¿Publicidad atractiva para menores?: un llamado a la razonabilidad

Mucho se escribió en su oportunidad sobre la Ley de Promoción de la Alimentación Saludable para niños, niñas y adolescentes (coloquialmente conocida como “Ley de comida chatarra”) aunque, a juzgar por los espacios de arbitrariedad que su aplicación podría generar, pareciera no haberse escrito lo suficiente. El presente comentario, sin embargo, no pretende argumentar que dicha ley debería desaparecer –aunque ciertamente, debería ser así– sino llamar la atención respecto de los problemas interpretativos que podrían generarse.
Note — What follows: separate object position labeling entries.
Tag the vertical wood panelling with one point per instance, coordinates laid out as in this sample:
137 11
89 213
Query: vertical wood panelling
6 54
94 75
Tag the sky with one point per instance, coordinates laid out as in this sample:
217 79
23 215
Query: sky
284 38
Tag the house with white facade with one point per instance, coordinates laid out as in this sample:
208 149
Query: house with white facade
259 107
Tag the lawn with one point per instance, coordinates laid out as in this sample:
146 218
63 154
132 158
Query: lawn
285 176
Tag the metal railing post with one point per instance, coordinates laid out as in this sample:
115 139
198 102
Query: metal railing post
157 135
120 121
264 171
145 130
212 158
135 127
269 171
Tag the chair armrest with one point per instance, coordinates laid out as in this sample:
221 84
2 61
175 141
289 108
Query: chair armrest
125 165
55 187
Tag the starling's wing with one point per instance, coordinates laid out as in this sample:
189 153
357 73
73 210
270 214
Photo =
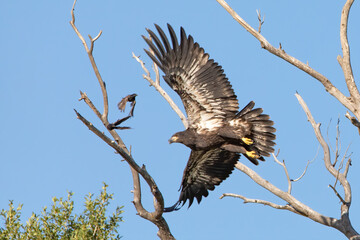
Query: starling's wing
204 170
205 91
122 103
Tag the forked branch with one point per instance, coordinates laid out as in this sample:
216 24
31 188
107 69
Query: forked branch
118 145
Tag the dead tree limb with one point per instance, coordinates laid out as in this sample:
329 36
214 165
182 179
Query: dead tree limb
352 102
118 145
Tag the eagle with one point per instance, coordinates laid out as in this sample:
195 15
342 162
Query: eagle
217 131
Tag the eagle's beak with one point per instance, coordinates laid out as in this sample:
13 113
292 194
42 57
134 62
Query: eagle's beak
173 139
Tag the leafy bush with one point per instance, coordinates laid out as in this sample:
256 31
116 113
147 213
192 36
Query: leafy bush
61 223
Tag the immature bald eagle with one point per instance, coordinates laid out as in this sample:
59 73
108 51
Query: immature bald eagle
216 132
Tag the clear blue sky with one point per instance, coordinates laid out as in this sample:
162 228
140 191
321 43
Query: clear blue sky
45 151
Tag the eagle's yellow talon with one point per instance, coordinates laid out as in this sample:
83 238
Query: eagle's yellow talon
247 141
252 154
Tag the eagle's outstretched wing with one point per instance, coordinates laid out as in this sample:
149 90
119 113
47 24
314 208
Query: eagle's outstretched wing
205 91
204 170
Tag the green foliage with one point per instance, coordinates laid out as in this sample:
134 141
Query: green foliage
61 223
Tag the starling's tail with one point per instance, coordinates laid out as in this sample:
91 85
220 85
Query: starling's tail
258 142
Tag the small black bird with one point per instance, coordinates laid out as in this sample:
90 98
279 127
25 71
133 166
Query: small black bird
121 105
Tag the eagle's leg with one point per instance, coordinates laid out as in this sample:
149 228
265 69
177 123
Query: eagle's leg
116 124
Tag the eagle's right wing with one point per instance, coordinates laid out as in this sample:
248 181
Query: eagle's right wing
205 91
204 170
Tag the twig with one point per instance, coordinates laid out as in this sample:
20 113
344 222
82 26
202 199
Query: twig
303 174
344 61
261 21
347 166
353 120
93 64
337 194
286 172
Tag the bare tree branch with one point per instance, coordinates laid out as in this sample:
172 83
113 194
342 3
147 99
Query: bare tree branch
119 146
302 175
266 203
353 120
344 61
286 172
329 87
156 85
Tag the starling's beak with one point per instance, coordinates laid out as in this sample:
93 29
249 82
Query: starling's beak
173 139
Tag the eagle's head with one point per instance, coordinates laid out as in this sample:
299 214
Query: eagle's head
186 137
174 138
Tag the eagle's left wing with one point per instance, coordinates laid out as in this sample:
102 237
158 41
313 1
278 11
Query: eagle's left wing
204 170
205 91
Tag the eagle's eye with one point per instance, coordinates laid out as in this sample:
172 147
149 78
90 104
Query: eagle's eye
173 139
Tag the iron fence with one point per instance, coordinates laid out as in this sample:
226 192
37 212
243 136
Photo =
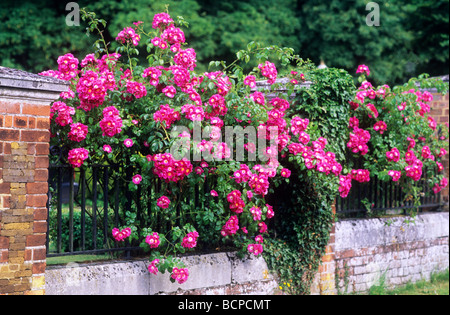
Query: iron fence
383 198
83 207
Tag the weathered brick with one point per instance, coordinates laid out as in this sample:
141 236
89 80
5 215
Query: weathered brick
37 200
41 162
37 188
9 135
20 122
42 149
36 240
40 214
35 136
9 108
43 123
4 188
36 110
En particular, debe destacarse que en el artículo 8º de dicha Ley se establecen restricciones publicitarias aplicables únicamente a aquella publicidad que esté dirigida a niños, niñas y adolescentes. Según la definición recogida en ese cuerpo normativo, la publicidad dirigida a niños, niñas y adolescentes tiene dos caracteres: (i) su atractividad para niños, niñas y adolescentes menores de 16 años en función a su contenido, argumentos, gráficos, música, personajes, símbolos y tipo de programa en el que se difunde; y, (ii) su focalización preferente en ese grupo de destinatarios del mensaje publicitario.

Determinar cuándo un anuncio publicitario resulta “atractivo” para niños, niñas y adolescentes menores de 16 años puede convertirse en una tarea bastante peligrosa, pues una interpretación rígida podría permitir que, esencialmente, cualquier anuncio se encuentre comprendido en esta categoría sujeta a restricciones. Eso sería un absurdo porque revelaría más bien el ánimo de establecer limitaciones publicitarias de forma general con los efectos negativos que van de la mano con las restricciones que pesan sobre la publicidad.

Es evidente, por ejemplo, que el empleo de colores puede generar cierto llamado de atención, pero no es suficiente para que un anuncio resulte atractivo. El empleo de colores es necesario como técnica publicitaria para comunicar información (por ejemplo, aludir al sabor de un producto). Un determinado gráfico tampoco podría ser considerado, de forma aislada, para considerar al anuncio como atractivo al público específico al que se refiere la normativa. Que en un anuncio radial o televisivo se escuche determinada música tampoco permite, a partir de ese dato aislado, calificar a un anuncio de dirigido a niños, niñas y adolescentes.

La tarea de Indecopi, entonces, pasa por delinear criterios que permitan advertir qué conjunción de elementos permitirían presumir el elemento de “atractividad” para el público correspondiente. Está claro, sin embargo, que cualquier criterio que asuma que basta un solo factor –por ejemplo, anuncio colorido– será contrario al espíritu de la propia normativa dado que, de lo que se trata, es de inferir la “atractividad” del anuncio y no regular el empleo de colores o música o gráficos, entre otros. Una interpretación de este tipo pondría al Indecopi en la bochornosa e inconstitucional tarea de ocuparse del diseño de los mensajes de los anunciantes.

Lo propio puede decirse con respecto a la localización preferente. No basta que el anuncio esté disponible en la vía pública –a la que acceden niños, niñas y adolescentes– para concluir que el anuncio se focaliza en ese grupo. Una interpretación de este tipo, nuevamente, sería absurda e iría contra el propio espíritu de la norma. Como todas las normas limitativas de derechos –en este caso, el derecho a la libertad de expresión comercial– deben interpretarse de forma restrictiva. En caso de duda, la autoridad deberá preferir un razonamiento favorable a la admisión de la publicidad y no a su castigo.

Hemos tenido oportunidad de revisar algunas resoluciones de imputación de cargos por este tema –por cuestiones de confidencialidad, no ahondaremos en más detalles– y los razonamientos expuestos por la autoridad en esta etapa de instrucción son francamente preocupantes. Ojalá que Indecopi tome las oportunidades para pronunciarse desarrollando criterios razonables y bien sustentados, y no emprenda un camino fiscalizador que no nos deje más remedio que adoptar acciones legales más drásticas contra una regulación que, diciéndolo de manera franca, no es más que un ejercicio populista de aquellos a los que ya estamos acostumbrados en nuestro país.